Club malam, tempat yang seharusnya tidak di datangi gadis seusianya adalah tempatnya bekerja. Pukul 7 malam Cello tiba, bergegas ke dalam untuk merapikan tempat tersebut karena pukul 8 malam tempat itu buka dan akan ramai di masuki pengunjung. Cello adalah seorang pramusaji di tempat itu, dengan gaji yang pas-pasan ia harus sedikit menggoda pria-pria hidung belang untuk mendapatkan uang tambahan atau tips.

"Ayo siap-siap sebentar lagi kita buka."

Pria itu adalah Om Bryan, pemilik club malam itu. Cello bertemu dengannya 2 tahun lalu di sebuah mini market saat ia hendak mencuri akibat uang simpanan orang tuanya sudah habis, karena memang tidak banyak yang di tinggalkan. Mitha yang di kenal selalu melarangnya untuk membuat masalah, kini hanya bisa diam. Saat Cello sedang sembunyi-sembunyi memasukan beberapa makanan dan snack ke dalam jaket besarnya, Om Bryan yang memergokinya langsung meraih lengan Cello dan menggiringnya ke depan kasir.

"Lepasin saya!" ucap Cello meronta-ronta.

"Keluarkan semua makanan dari dalam jaket kamu!" pinta Om Bryan dengan nada yang santai.

Dengan kesal Cello mengeluarkan barang jarahannya ke atas meja kasir, ketika ia hendak melangkahkan kaki untuk pergi, Om Bryan kembali menahan tangannya.

"Mau apa lagi sih?" Cello gugup karena ia takut akan di bawa ke kantor polisi.

"Semua ini biar saya yang bayar." ucap Om Bryan kepada kasir tanpa memperdulikan pertanyaan Cello.

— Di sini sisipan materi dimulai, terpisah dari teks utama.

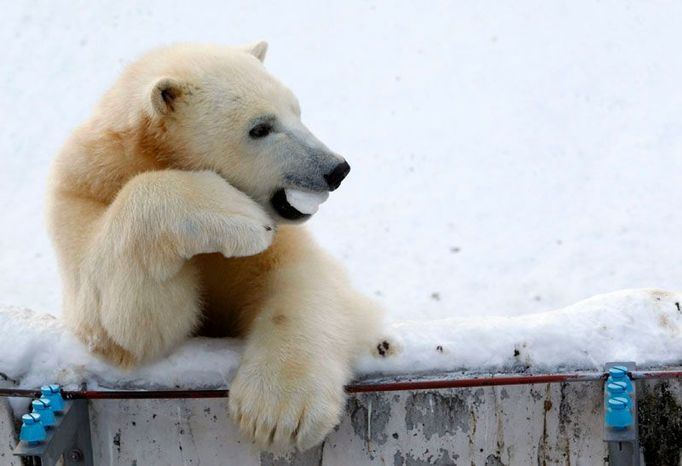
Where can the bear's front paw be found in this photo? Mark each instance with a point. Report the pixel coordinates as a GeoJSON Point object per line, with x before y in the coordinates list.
{"type": "Point", "coordinates": [248, 236]}
{"type": "Point", "coordinates": [279, 411]}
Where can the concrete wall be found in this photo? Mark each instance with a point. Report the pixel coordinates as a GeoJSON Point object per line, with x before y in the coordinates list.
{"type": "Point", "coordinates": [515, 425]}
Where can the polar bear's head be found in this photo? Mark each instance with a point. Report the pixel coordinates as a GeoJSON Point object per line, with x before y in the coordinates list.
{"type": "Point", "coordinates": [218, 108]}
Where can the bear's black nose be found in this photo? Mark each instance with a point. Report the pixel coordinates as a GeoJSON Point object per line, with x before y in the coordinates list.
{"type": "Point", "coordinates": [336, 176]}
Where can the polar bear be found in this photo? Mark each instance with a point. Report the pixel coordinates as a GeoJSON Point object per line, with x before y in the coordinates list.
{"type": "Point", "coordinates": [173, 210]}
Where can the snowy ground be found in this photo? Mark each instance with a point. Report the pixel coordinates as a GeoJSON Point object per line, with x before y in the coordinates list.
{"type": "Point", "coordinates": [631, 325]}
{"type": "Point", "coordinates": [507, 158]}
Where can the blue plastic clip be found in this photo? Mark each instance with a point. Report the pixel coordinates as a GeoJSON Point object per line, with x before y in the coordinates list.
{"type": "Point", "coordinates": [620, 374]}
{"type": "Point", "coordinates": [43, 408]}
{"type": "Point", "coordinates": [618, 415]}
{"type": "Point", "coordinates": [32, 430]}
{"type": "Point", "coordinates": [54, 394]}
{"type": "Point", "coordinates": [618, 390]}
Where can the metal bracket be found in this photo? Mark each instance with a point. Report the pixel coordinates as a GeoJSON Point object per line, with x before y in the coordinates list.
{"type": "Point", "coordinates": [68, 440]}
{"type": "Point", "coordinates": [623, 443]}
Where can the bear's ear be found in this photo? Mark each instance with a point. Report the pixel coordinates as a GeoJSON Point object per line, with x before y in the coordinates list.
{"type": "Point", "coordinates": [258, 49]}
{"type": "Point", "coordinates": [164, 95]}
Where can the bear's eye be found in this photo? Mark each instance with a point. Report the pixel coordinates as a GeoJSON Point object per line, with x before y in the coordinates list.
{"type": "Point", "coordinates": [260, 130]}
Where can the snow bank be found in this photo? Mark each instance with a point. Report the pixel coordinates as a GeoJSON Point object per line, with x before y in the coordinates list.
{"type": "Point", "coordinates": [640, 325]}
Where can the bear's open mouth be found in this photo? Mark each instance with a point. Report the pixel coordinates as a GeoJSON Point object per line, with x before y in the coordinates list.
{"type": "Point", "coordinates": [284, 209]}
{"type": "Point", "coordinates": [296, 204]}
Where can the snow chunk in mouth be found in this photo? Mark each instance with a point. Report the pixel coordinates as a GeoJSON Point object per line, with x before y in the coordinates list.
{"type": "Point", "coordinates": [305, 202]}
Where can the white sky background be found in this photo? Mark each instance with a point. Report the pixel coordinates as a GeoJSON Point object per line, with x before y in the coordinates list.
{"type": "Point", "coordinates": [506, 158]}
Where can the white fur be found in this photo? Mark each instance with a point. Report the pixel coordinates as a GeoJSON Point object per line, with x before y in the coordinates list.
{"type": "Point", "coordinates": [152, 201]}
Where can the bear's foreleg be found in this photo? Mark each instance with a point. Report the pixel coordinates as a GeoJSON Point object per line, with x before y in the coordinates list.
{"type": "Point", "coordinates": [137, 272]}
{"type": "Point", "coordinates": [289, 389]}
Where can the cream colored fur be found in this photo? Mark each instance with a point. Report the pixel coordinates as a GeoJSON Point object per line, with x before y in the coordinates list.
{"type": "Point", "coordinates": [157, 209]}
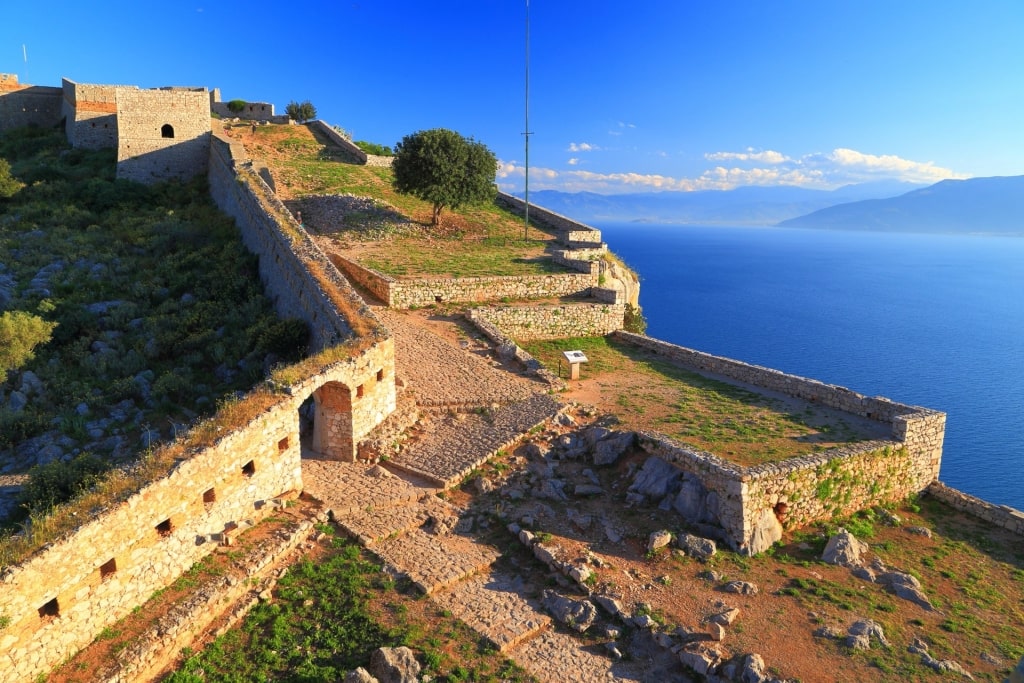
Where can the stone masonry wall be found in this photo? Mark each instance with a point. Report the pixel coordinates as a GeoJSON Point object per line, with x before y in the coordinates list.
{"type": "Point", "coordinates": [90, 113]}
{"type": "Point", "coordinates": [162, 134]}
{"type": "Point", "coordinates": [554, 322]}
{"type": "Point", "coordinates": [749, 503]}
{"type": "Point", "coordinates": [338, 139]}
{"type": "Point", "coordinates": [28, 104]}
{"type": "Point", "coordinates": [423, 292]}
{"type": "Point", "coordinates": [998, 515]}
{"type": "Point", "coordinates": [283, 256]}
{"type": "Point", "coordinates": [58, 599]}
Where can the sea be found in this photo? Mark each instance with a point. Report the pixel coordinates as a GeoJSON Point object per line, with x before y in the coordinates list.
{"type": "Point", "coordinates": [927, 319]}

Tangan Cello yang keras karena berusaha melepaskan diri, tiba-tiba saja menjadi lemas setelah mendengar ucapan pria paruh baya itu. Setelah itu Om Bryan mengajaknya ke dalam mobil untuk berbincang sejenak. Tentu saja pertanyaan yang di lontarkan pertama kali adalah 'Mengapa?'. Dengan menangis, Cello menceritakan kisah hidupnya yang pilu. Kasihan dengan nasib gadis itu, Om Bryan mengajaknya bekerja di Club malam miliknya, karena hanya itu yang bisa ia bantu.